The increasing popularity of catch-and-release angling indicates a need to identify best practices that minimize sublethal injuries, impairments, and mortality. One factor impacting the viability of catch and release is the risk of hooking injury, which can impact survival in released fishes. In particular, deep hooking is known to increase post-release mortality in numerous species. As such, best practices include the use of equipment and promotion of angler behaviors that reduce incidences of deep hooking. In some areas, angling at night is restricted because of concerns that deep hooking is elevated relative to angling during the day. However, there has been little empirical research investigating whether deep hooking is influenced by the time of day (light levels). In the present study, we captured bluegill (Lepomis macrochirus Rafinesque, 1810) and pumpkinseed (Lepomis gibbosus Linnaeus, 1758) using active angling (cast and retrieve) and passive angling (with a bobber) throughout the 24-hr period, and recorded hook depth and hook location for each fish. We found that passive angling methods resulted in deeper hooking than active angling methods for both bluegill and pumpkinseed across all time periods. Although few pumpkinseed were caught at night, we found that the pumpkinseed caught were hooked more deeply and in more damaging hooking locations at night relative to the day. Hooking injury was independent of diel period for the more frequently landed species, bluegill. These findings emphasize the species-specific nature of catch-and-release outcomes, and suggest that further research is warranted to adequately quantify the impacts of recreational fishing at night.
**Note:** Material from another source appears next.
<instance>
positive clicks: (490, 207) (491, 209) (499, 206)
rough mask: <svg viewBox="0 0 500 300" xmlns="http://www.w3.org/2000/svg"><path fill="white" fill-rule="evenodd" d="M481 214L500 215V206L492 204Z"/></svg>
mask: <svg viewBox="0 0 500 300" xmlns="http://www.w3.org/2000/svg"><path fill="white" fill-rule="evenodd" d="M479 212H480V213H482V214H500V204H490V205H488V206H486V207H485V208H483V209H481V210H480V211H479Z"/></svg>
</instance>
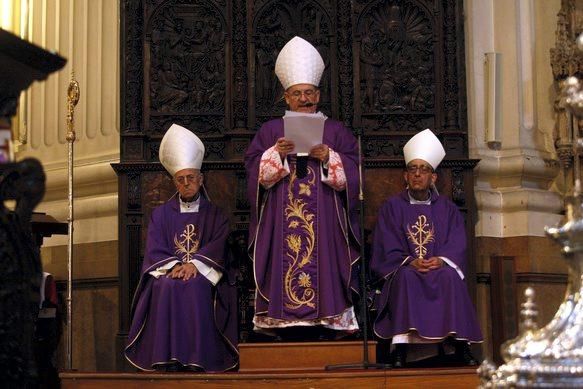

Research was conducted at the Queen’s University Biology Station on Lake Opinicon, Ontario (44°33´55.37˝N, 76°19´23.26˝W). Lake Opinicon is a mesotrophic lake (i.e., has a typical clarity measured with a Secchi disc between 3–5 m), with a maximum depth of 11 m. Angling was conducted by the researchers in 4-hr blocks between April 30 and May 6, 2015. The entire 24-hr cycle was covered during this time period, with each light level category (dark, low light, bright light; see section below on data management and statistical analyses) represented on at least four separate occasions. Light levels were inferred by time period, with no additional measurements taken to assess light levels. The water temperature at the time of the experiment (measured at a depth of 0.8 m) ranged between 10 and 18 °C throughout the study, while air temperature ranged from 8 to 24 °C. Weather over the study period was mostly clear, with some periods of light cloud cover, and no precipitation. Moon phases during the study period ranged from waxing gibbous (April 30– May 2) to waning gibbous (May 4–May 6), with the full moon occurring on May 3 (Government of Canada 2016).
Bluegill and pumpkinseed were angled using rod and reel from a dock or fishing boat using small barbed J hooks (Mustad, Gjovik, Norway N-2801, baitholder style, size 8). All anglers used the same organic bait (small worm pieces), measured to 1 cm in length, and two split shots (Gremlin Green, White Bear Lake, MN, USA, 55110, tin sinkers, unleaded, removable) were placed 5–6 cm above the hook. Fishing took place using both active and passive angling methods, with passive angling involving the use of spring oval bobbers placed 0.8 m above the hook. Passive anglers were instructed to wait until the bobber moved to reel the line in, and the same bobber type was used throughout the 24-hr period, (i.e., no photoluminescent bobbers were used at night). Active anglers did not make use of bobbers, but casted and jigged the lure while reeling in. Anglers attempted to standardize angling effort between the two methods as evenly as possible across the 24-hr period and between the two methods.
On landing, the anatomical location of the hook was recorded as: upper lip, lower lip, corner of mouth, upper palate, distal pharynx or esophagus, or gill. No instances of hooking in the tongue were observed, and only one instance of hooking in another location occurred in the study (one fish was hooked in the eye). This event, and any 510 Bulletin of Marine Science. Vol 93, No 2. 2017 hook that penetrated the tissue of the distal pharynx, esophagus, or any part of the gill lamellae, were referred to as a “foul hooking event.” Hooking depth (mm) was measured from the outermost edge of the upper lip to the site of hook penetration. Finally, fish were measured in mm for both total length (TL, the length from the front of the lip to the end of the straightened caudal fin) and standard length (SL, the length from the front of the lip to the end of the caudal peduncle). On release, each fish was given a dorsal fin clip to ensure any recaptured fish were not included in further analysis.